Sunday 29 April 2012

Holland Road and a Chorlton we have lost forever

Even I have to admit this is not one of the more compelling pictures in the collection, and so does not shows up in any of the books, partly I suppose because there is a slightly more interesting one taken perhaps a decade earlier showing a group of lads outside the house on the right.

  “People”, as one of my old teacher’s was wont to say, “it is people that make pictures.”

 Not much hope for this one of Holland Road then. I think it must be the 20s or 30s judging from the hats of the girls to the extreme left, but I might be wrong. Otherwise what we have is one of those long rows of homes for the “middling sort” which were springing up across the township from the 1880s. These were there from 1903 and possibly are a little earlier, although I have to say not that much earlier as this was still open land in 1893. And since they were built not much has changed except we now know it as Zetland Road.

 So why bother with the picture?  Well it allows me to talk about Caleb Jordrell and his wife Ann who lived roughly just behind the lamp post in the early 19th century and rented an acre of meadow land stretching back from the picture called Caleb’s Croft.

 I am not so sure I would have liked old Caleb who was 80 years old in 1841 as he was one of the leaders who took part in Riding the Stang which was the practice of publically humiliating wrong doers. This usually involved turning up as aging late into the evening and banging anything that made a noise to draw attention to the individual. Now before you rage at such a barbaric practice, remember we were a community only lightly policed and the tradition of self policing stretched back to the Middle Ages and in different forms could still be found in Revolutionary Russia and China. Having said that it was not so popular here in the township and waned in the years before the 1840s.

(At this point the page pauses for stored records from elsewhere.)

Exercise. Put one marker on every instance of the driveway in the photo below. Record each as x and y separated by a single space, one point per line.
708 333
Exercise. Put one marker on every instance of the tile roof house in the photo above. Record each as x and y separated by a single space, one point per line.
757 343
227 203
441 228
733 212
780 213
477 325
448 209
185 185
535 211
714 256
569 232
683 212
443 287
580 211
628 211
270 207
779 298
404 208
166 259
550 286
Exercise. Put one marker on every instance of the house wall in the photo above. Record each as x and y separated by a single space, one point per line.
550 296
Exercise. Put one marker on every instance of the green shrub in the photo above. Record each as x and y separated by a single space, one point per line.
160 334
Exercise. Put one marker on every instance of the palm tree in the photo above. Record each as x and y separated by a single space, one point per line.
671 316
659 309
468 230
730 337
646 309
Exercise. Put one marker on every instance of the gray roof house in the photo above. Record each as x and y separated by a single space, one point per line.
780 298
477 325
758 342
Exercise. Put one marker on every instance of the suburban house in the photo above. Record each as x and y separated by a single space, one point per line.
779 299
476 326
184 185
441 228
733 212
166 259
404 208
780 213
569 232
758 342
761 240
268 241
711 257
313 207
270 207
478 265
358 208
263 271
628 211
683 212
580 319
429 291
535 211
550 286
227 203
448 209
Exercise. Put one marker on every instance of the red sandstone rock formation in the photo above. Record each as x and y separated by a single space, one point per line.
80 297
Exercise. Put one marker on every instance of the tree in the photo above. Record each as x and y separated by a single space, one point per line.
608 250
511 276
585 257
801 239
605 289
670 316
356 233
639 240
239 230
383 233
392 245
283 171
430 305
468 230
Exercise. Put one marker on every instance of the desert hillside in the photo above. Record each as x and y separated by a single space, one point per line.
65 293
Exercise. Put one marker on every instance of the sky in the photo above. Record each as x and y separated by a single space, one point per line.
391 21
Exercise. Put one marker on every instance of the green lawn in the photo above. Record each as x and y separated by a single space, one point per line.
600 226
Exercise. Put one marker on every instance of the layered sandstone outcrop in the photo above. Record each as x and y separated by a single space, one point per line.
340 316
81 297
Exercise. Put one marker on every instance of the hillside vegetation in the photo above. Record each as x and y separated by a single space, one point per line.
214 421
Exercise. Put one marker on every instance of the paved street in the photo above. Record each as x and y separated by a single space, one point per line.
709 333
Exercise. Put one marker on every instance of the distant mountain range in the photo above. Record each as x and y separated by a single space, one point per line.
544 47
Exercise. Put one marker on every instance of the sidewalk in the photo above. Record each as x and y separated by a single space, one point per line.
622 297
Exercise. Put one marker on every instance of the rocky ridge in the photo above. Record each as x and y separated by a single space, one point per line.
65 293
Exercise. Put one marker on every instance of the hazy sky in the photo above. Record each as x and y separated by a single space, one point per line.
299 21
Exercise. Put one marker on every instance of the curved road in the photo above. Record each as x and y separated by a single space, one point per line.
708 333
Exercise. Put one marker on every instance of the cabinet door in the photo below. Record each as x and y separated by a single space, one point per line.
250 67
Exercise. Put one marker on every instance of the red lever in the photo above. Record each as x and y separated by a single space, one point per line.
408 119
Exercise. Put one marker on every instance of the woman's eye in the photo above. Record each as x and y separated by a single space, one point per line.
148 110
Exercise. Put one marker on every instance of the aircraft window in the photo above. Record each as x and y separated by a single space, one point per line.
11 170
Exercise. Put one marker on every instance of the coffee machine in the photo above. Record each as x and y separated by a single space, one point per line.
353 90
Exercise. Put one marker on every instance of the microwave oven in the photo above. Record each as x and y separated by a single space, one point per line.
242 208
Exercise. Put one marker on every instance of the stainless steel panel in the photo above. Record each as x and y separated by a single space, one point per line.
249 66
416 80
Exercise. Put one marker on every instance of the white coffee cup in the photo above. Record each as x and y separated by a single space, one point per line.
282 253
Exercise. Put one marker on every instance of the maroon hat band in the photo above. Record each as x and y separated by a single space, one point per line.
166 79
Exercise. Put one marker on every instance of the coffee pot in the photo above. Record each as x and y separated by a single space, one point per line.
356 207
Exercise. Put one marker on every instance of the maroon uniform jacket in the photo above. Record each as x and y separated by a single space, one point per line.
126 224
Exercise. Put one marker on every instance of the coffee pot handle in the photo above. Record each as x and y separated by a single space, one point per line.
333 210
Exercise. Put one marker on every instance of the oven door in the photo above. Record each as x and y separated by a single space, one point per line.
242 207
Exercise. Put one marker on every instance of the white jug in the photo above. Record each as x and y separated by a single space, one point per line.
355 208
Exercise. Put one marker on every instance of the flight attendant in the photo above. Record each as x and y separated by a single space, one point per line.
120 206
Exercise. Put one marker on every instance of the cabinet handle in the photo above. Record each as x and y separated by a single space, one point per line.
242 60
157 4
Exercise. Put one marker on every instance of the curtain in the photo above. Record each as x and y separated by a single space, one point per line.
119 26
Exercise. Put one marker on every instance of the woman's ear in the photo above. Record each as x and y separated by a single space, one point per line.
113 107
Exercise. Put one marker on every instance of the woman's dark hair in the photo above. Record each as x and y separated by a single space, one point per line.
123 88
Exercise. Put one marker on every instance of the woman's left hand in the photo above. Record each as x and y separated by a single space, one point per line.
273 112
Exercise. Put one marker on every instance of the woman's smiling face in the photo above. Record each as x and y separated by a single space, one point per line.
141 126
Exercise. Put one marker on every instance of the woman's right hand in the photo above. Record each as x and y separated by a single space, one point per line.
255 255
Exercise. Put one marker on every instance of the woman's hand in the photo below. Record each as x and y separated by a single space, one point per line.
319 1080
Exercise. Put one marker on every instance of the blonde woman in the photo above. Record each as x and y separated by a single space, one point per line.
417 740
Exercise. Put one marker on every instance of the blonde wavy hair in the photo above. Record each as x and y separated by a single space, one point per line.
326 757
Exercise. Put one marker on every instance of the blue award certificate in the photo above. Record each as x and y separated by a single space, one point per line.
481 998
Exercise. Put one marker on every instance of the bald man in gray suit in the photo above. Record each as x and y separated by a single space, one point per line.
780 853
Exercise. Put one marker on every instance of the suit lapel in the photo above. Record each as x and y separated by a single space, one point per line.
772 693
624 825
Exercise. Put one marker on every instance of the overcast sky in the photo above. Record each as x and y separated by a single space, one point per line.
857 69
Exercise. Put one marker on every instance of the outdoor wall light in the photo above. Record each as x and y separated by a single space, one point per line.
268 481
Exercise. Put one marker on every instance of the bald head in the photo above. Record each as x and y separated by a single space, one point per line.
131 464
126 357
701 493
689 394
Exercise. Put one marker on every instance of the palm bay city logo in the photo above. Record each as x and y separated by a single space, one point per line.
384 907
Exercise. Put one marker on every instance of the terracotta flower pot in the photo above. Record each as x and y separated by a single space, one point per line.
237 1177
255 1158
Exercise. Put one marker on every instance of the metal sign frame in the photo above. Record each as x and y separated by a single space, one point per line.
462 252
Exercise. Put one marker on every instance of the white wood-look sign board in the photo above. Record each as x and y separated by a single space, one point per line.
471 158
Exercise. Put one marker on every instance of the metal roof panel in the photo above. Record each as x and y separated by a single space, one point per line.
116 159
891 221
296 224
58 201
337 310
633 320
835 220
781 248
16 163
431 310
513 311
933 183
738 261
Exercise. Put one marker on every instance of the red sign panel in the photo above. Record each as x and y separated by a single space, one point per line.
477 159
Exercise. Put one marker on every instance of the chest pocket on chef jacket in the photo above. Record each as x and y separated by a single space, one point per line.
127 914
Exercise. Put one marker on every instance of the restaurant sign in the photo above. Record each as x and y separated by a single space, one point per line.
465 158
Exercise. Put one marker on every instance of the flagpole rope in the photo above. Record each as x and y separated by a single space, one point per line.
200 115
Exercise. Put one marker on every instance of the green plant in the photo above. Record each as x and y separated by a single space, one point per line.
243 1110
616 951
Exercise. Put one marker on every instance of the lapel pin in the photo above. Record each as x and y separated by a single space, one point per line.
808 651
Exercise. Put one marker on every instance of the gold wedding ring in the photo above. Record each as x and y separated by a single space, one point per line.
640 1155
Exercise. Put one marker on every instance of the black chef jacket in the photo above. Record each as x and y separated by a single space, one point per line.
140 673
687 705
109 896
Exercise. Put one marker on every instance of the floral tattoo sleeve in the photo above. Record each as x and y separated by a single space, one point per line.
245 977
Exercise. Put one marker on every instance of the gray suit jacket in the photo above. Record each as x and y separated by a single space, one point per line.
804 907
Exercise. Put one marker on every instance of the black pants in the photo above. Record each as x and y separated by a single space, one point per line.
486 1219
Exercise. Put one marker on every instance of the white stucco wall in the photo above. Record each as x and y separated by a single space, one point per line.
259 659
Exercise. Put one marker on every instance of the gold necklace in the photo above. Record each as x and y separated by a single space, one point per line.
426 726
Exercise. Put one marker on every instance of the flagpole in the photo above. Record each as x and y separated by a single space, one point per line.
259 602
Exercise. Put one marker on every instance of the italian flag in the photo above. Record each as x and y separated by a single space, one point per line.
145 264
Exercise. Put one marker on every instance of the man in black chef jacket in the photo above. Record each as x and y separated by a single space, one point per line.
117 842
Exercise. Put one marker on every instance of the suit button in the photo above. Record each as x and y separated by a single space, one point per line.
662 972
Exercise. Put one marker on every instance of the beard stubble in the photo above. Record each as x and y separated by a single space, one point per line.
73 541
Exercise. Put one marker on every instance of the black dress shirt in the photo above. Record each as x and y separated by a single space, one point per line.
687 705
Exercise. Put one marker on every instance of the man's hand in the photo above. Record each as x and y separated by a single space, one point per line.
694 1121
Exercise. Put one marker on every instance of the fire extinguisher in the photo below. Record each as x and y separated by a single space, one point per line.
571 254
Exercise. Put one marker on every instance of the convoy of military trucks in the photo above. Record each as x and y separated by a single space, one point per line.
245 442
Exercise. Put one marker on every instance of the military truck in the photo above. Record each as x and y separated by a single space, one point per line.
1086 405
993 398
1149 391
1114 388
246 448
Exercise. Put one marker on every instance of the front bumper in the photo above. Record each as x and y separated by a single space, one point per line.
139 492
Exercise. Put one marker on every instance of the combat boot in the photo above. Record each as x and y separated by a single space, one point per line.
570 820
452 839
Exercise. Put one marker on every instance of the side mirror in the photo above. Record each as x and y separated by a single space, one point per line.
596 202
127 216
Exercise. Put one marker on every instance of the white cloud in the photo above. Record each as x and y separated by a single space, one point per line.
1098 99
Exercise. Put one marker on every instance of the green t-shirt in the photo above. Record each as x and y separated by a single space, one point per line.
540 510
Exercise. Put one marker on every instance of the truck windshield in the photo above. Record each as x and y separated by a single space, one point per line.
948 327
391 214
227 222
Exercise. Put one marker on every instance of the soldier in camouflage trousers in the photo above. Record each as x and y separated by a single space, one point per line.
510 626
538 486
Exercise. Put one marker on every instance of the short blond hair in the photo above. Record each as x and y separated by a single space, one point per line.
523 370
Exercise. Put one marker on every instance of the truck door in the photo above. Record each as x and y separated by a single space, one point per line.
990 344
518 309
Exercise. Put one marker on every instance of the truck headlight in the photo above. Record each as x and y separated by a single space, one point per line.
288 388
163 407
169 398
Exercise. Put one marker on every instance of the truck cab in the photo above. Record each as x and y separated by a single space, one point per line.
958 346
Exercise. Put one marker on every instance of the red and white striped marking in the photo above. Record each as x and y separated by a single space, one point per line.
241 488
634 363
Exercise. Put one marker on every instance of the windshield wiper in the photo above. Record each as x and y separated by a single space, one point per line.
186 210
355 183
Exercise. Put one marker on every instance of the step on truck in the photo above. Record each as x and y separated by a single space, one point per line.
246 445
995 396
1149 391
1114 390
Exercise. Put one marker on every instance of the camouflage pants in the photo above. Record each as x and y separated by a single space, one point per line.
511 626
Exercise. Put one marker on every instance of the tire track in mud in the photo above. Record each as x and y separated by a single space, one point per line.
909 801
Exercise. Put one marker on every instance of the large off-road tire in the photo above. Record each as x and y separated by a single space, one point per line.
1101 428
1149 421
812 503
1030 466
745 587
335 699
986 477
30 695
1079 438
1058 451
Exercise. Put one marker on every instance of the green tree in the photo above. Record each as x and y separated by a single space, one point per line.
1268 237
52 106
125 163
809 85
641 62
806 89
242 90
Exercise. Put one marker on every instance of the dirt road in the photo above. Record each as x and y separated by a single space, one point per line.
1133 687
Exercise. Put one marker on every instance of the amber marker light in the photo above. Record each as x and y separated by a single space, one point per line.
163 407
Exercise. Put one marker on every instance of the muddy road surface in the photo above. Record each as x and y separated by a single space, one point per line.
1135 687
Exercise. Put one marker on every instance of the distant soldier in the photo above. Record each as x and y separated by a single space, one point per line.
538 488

 The Jordrell’s lived in a wattle and daub cottage of which there were still upwards of 50 at the turn of the mid century and baptized their children in the parish church on the green in the 1820s. Anne survived him to die in 1855. Like many of her class she seems to have been left nothing and was described as being on parish relief in 1851.

 She was by now 84 and lived with her youngest granddaughter. It was a common enough strategy for large rural families to place at least one child with relatives to ease the chronic overcrowding, and Anne’s daughter lived with her husband John Kenyon and their other four children in a cottage on High Lane.

 John Kenyon paid just 1/6d [7½p] a week which would suggest his was a modest home which more than likely consisted of just two rooms. By comparison Ann and Caleb paid nearly 4 shillings for theirs. All a long way from the grand row of houses which occupied their land just fifty or so years after Anne died.

Now as many of you know I have a tendency to slip back into the 1840s, conveniently forgetting the lack of mains sewage, antibiotics and the internet and more than a little of me wishes I could see what they had seen as they stood by their cottage at the junction of what is now Sandy Lane and Zetland.

 Put simply it would have been fields, some pasture some meadow but none the less open land allowing views north towards Martledge and the Rough Leech Gutter* and east down towards Hough End Hall.

 Only if I had looked south would the view have been obscured by an orchard hiding part of Barlow Moor Road and Lime Bank which today is itself hidden behind Carrington’s and MacDonald’s. Put like that perhaps I could have lived without the internet.

 Pictures; from the Lloyd collection and the Tithe map of 1845 by kind permission of Philip Lloyd 

*Martledge was the area around the four banks and on over what are now the long roads of Oswald, Longford, Nicholas and Newport, while the Rough Leech Gutter followed the line of Corkland Road.